A port facility in Kimmswick has passed its first test.
The American Duchess riverboat docked at the still-under-construction port Sunday, and all went well.
“It’s the first of many steps to come, but it passed,” said Jefferson County Port Authority Executive Director Neal Breitweiser. “This is the first time the dock has had any boat, and to have a boat that size dock at low water, it’s exciting to know it passed the test.”
While the American Queen Steamboat Co., based in New Albany, Ind., has yet to sign a contract to have its four cruising riverboats stop in Kimmswick and dock there, Sunday’s test couldn’t hurt.
“We’re still in talks with the American Queen,” Breitweiser said. “We have no contract as of yet, but I think from here we’re going to have some serious conversations to make Kimmswick one of their stops.”
Breitweiser said American Queen officials brought a motorcoach into the port facility, and made some suggestions to improve the road leading into the facility.
“We’ve already incorporated those suggestions into our plans,” he said. “The road, which is 20 or 30 years old, once it’s paved on Friday, will be like brand-new.”
Although plans call for the port to be the home base of the Delta Queen riverboat, the port can handle other vessels plying the Mississippi River, such as the American Queen fleet.
In August, the Port Authority’s Board of Directors awarded an $893,248 contract to XL Contracting of St. Peters to build the river landing and a road leading to it. The company submitted the lowest of nine bids for the project. That work, Breitweiser said, should be complete by June.
Breitweiser said with change orders caused by unforeseen circumstances – a reality in many projects, but particularly so when a body of water is involved – the project should cost just under $1 million.
That’s still less than the $1.2 million estimate from Hanson Professional Services of Maryland Heights, the engineering firm that drew up the plans for the project.

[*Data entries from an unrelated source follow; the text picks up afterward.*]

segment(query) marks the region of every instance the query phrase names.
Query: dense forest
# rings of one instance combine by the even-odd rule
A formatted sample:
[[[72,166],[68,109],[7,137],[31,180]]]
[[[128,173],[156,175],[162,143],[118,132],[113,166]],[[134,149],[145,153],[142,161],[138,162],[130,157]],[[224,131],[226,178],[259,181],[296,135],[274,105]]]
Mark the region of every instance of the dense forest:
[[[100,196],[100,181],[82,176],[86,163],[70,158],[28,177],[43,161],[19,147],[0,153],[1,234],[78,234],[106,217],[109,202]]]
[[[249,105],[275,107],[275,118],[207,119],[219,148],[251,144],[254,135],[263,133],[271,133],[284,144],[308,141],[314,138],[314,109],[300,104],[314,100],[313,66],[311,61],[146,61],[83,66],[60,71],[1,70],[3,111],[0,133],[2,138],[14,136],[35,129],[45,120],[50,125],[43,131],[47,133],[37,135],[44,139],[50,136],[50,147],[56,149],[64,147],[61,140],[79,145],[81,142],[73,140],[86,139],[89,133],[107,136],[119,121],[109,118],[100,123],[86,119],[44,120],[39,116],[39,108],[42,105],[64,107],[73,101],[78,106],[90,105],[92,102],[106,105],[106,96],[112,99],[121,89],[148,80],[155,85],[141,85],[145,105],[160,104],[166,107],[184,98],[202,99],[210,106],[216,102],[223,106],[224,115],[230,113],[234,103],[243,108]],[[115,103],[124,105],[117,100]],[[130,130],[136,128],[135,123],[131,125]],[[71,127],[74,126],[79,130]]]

“During the construction process, while repaving the 30-year-old road, they unearthed a 43-space parking lot that was under silt,” Breitweiser said. “We had it cleaned up and repaved.”

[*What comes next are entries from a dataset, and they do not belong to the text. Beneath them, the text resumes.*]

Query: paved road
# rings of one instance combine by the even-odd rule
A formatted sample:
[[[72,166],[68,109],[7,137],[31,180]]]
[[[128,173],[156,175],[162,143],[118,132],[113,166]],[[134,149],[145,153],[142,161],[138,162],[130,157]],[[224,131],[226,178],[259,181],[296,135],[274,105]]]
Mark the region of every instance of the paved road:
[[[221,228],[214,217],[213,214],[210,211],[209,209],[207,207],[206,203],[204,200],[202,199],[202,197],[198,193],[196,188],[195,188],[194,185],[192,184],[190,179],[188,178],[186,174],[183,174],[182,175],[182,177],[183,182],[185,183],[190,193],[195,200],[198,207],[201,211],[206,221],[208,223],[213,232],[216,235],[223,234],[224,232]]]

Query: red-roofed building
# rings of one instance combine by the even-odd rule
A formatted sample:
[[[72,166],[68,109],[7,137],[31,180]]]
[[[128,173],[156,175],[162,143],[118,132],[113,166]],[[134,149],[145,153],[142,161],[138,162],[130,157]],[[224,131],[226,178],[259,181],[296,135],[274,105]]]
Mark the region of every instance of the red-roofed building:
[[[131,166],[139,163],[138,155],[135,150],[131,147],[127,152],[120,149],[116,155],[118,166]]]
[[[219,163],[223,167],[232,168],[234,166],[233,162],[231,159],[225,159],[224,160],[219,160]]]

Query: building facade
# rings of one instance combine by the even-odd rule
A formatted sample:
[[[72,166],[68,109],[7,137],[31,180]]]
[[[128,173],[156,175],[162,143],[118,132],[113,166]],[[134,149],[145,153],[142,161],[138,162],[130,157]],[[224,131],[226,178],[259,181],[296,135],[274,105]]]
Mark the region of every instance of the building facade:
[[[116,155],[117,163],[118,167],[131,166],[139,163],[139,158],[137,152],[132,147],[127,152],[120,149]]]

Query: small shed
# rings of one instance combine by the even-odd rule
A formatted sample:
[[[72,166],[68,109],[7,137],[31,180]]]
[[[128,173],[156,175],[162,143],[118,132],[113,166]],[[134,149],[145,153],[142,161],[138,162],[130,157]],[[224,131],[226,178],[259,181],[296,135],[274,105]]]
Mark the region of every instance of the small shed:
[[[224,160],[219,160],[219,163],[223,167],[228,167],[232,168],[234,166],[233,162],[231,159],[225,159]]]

He said a ribbon-cutting ceremony will be scheduled when the port work is complete.
Breitweiser said COVID-19 has thrown a monkey wrench into the plans for the Delta Queen, the riverboat that its owners say eventually will call Kimmswick its home port.
Delta Queen, an excursion vessel that was first put into service in 1927, is being restored in Houma, La., the current corporate headquarters for the Delta Queen Steamboat Co. LLC.

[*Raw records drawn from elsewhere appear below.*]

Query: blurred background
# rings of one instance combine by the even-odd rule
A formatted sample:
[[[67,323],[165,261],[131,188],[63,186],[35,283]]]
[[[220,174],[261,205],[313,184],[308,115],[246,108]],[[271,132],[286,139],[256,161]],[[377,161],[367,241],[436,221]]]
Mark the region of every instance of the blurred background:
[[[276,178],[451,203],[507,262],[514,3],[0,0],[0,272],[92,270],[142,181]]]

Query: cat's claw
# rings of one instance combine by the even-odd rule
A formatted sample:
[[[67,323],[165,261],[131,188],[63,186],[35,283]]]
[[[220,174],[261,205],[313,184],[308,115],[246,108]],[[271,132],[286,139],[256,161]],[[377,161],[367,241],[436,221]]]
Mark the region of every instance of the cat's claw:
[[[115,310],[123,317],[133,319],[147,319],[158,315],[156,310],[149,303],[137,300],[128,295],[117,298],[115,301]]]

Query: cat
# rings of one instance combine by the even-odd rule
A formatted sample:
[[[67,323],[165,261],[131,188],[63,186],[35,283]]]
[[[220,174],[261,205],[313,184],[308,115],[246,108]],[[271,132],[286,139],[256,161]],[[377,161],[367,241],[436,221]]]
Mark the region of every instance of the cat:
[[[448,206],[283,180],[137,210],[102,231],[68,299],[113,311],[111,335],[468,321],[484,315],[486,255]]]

Company officials have said they plan to move their base of operations to Kimmswick when the Delta Queen comes to town.
However, Breitweiser said restoration of the vessel has slowed considerably because of the pandemic.
“Things were progressing on schedule before COVID,” he said. “It really ripped the carpet out from the project. The bottom dropped out of the riverboat industry once things started shutting down, and many of the investors dropped out of the Delta Queen.
“I’ve talked with the owners, and they’re in the process of lining up new investors, so they’re thinking it may be 2022 or 2023. There have been a lot of talks going on, and I’ve heard that other riverboat operators are starting back up soon, so that should help the Delta Queen get more investors.”